DNIF Query Language (DQL)
- What is DQL?
- Understanding the DQL query pipeline
- DQL Directives
- Result sets
- Types of DQL directives
What is DQL?
Data that has volume (ever increasing data), velocity (more data every minute) and variety (unstructured data or data with varying structures) is called Big Data. As DNIF receives data every second from multiple devices and in various formats, it is a big data platform. The DNIF data store stores this big data. DNIF uses its own querying language, the DNIF Query Language (DQL), for querying and analyzing this data.
Although DNIF uses JSON for its internal processing (querying), DQL was created to avoid the hassles associated with writing queries in JSON. Instead, DQL is modeled on SQL, to give it a sense of familiarity and a shorter learning curve. However, DQL queries do not work exactly as traditional SQL queries, the underlying difference being that SQL queries were written for RDBMS systems while DQL works on big data.
DQL queries are used to communicate, retrieve and analyze information from a data store. They can also be used to:
- Power up a widget
- Create a customized report
- Create a module
DQL queries can be executed from the Search interface of the DNIF web console or they can be scheduled to run at fixed time intervals using workbooks.
Understanding the DQL query pipeline
A sample DQL query as written on the Search page of the DNIF web console is shown below:
Let us try to understand the different parts of this query using the diagram below:
There are three query functions here (as shown) that together form the DQL query. Each query function begins with a DQL directive. All query functions form a part of the pipeline. To add another query function to the pipeline (to pipeline another query function), use Shift+Enter. This brings up the pipeline operator ».
Query functions are labeled as f1, f2, f3, and so on, as shown below:
Let us now take a look at various DQL directives and understand what each is used for.
|_checkif||Applies conditional logic to the data in a result set.|
|_limit||Limits the number of rows in the result set.|
|_store||Writes the result set of a query in a profile.|
|_retrieve||Retrieves the result set stored in a profile.|
|_field||Adds a new field to the result set.|
|_table||Restricts the result set to specific fields only for the purpose of display.|
Outputs (results) of both, a query or individual query functions, are called result sets. The first query function retrieves data from the data store. This data/output is called a result set. The output (result set) of the first query function acts as the input for the second one (in the same pipeline). The output (result set) of the second query function acts as the input for the third one (in the same pipeline) and so on till we arrive at the last (final) result set. This result set is the output of the last query function as well as that of the entire query.

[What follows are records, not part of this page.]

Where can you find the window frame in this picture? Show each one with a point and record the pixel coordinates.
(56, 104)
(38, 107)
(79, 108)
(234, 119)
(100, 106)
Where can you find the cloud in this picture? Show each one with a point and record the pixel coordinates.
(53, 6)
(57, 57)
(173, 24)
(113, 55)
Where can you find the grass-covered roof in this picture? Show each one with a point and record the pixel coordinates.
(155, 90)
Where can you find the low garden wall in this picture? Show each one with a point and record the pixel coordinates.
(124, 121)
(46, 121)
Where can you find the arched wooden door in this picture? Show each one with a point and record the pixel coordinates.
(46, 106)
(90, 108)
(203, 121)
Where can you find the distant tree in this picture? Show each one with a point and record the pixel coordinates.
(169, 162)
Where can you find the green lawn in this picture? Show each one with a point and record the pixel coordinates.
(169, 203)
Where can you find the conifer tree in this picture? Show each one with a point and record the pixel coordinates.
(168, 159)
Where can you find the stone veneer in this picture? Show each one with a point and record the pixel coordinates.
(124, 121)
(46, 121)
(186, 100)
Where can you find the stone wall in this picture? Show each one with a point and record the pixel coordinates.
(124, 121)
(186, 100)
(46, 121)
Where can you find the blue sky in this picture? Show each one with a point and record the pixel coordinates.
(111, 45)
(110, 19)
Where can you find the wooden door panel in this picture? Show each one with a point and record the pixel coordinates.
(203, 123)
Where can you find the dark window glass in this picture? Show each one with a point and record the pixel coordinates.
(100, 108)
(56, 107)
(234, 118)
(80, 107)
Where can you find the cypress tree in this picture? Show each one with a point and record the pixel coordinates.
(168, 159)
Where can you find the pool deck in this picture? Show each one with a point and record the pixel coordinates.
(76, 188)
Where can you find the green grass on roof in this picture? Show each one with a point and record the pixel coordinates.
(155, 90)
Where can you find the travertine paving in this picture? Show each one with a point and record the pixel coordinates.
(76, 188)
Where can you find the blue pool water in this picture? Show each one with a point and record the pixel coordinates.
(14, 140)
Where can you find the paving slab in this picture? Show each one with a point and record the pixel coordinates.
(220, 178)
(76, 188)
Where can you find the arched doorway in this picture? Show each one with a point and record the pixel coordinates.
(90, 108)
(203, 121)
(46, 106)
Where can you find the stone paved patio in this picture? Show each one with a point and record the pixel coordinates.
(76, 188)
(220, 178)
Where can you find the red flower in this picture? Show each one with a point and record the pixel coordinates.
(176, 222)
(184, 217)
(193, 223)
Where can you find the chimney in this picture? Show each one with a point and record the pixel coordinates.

To explain result sets, we use the example given below:
_fetch $CNAMTime, $LogType, $EvtLen from event where $LogType=FIREWALL limit 5 >>_sort by $EvtLen DESC >>_limit 2
- The _fetch query directive (in the query function f1) retrieves data from the data store. Its result set is as shown below:
- The pipelined _sort query directive (in the function f2) sorts the result set returned by the fetch query function. The output (result set) is as shown below:
- The pipelined _limit query directive (in the function f3) limits the number of rows in the result set returned by the sort query function. Its result set, which is also the result set of the entire query, is as shown below:
NOTE: The terms result set and data stack can be used interchangeably to refer to the output of the query or individual query functions. However, to ensure consistency across all content, we will use the term result set .
Types of DQL directives
DQL directives can be classified as:
- Pass through directives
- One-way/Two-way directives
Pass through directives
Some directives, for example _store, _raise and _trigger do not alter the result set at all. For these directives, the input result set is simply passed though as the output result set without any changes. Instead of working on the result set, they perform other functions like calling APIs, raising modules or incidents or storing result sets permanently on hard disk. There are currently 5 pass through directives: _store, _raise, _trigger, _export and _table.
Two-way directives are those directives, that make a request and get a response. This request may be made to a third party or to the data store. One-way directives, on the other hand, are those directives which do not need to make a request and wait for a response. They operate on the result set of the previous query function. From the directives explained above, _lookup and _fetch are the only two-way directives; all other directives are one-way. The _lookup directive makes a request to a third party, while the _fetch directive makes a request to the data store.